U.S. District Court Judge Mary McElroy at the end of August dismissed a lawsuit against the state Board of Elections by Rhode Island’s Gaspee Project and conservative Chicago nonprofit the Illinois Opportunity Project, which argued the state’s disclosure laws for independent campaign expenditures are unconstitutional.
Under Rhode Island law, any person or organization spending $1,000 or more to benefit a candidate or an outcome in a ballot referendum must disclose it to the Board of Elections, even if they are not coordinated with a campaign. (Political contributions made directly to campaigns under a different of rules.)
But the conservative groups and their attorneys with the Liberty Justice Center argued that donors, businesses and organizations should be afforded a “safe space” to engage in political speech without fear that their actions will face pushback, as long as it is not coordinated with individual candidates.
Revealing the identities of donors could not only expose those donors to reprisals, but have a chilling affect on fundraising, they argued, citing as precedent a court case about revealing the NAACP’s membership during the Civil Rights era.
But McElroy ruled that Rhode Island’s independent-expenditure disclosure rules do not place a significant enough burden on political speech to override the public interest in following the money.
The “disclosure and disclaimer requirements are justified by the sufficiently important state interest of an informed electorate and any burdens on political speech that they may cause are substantially related to that state interest,” McElroy wrote in the Aug. 28 ruling.
She also rejected the use of the Civil Rights era precedent.
“While the plaintiffs do make these conclusory allegations about a concern of reprisals,” she wrote, they are “a far cry from the clear and present danger that white supremacist vigilantes and their abettors in the Alabama state government presented to members of the NAACP in the 1950s.”
Common Cause Rhode Island, which has advocated for stricter campaign finance laws for years, celebrated the decision.
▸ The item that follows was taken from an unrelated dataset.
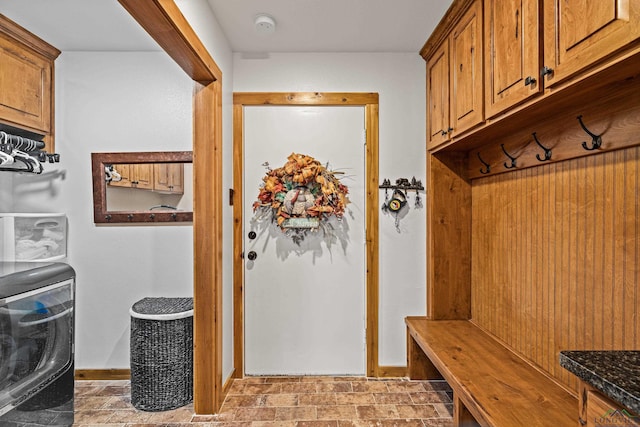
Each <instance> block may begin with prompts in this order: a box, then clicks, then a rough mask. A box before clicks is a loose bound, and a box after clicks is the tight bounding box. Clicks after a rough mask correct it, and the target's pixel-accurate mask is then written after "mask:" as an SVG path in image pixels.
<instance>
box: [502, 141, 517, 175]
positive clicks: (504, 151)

“We are glad to see that the U.S. District Court dismissed the Gaspee Project suit seeking to overturn the state’s independent expenditure disclosure law,” Common Cause Rhode Island Executive Director John Marion Jr. wrote in an email. “The court correctly applied precedent, including the part of the infamous Citizens United decision that found donor disclosure does not burden political speech.”
But the fight is not over.
On Monday, the plaintiffs appealed the decision to the First Circuit Court of Appeals.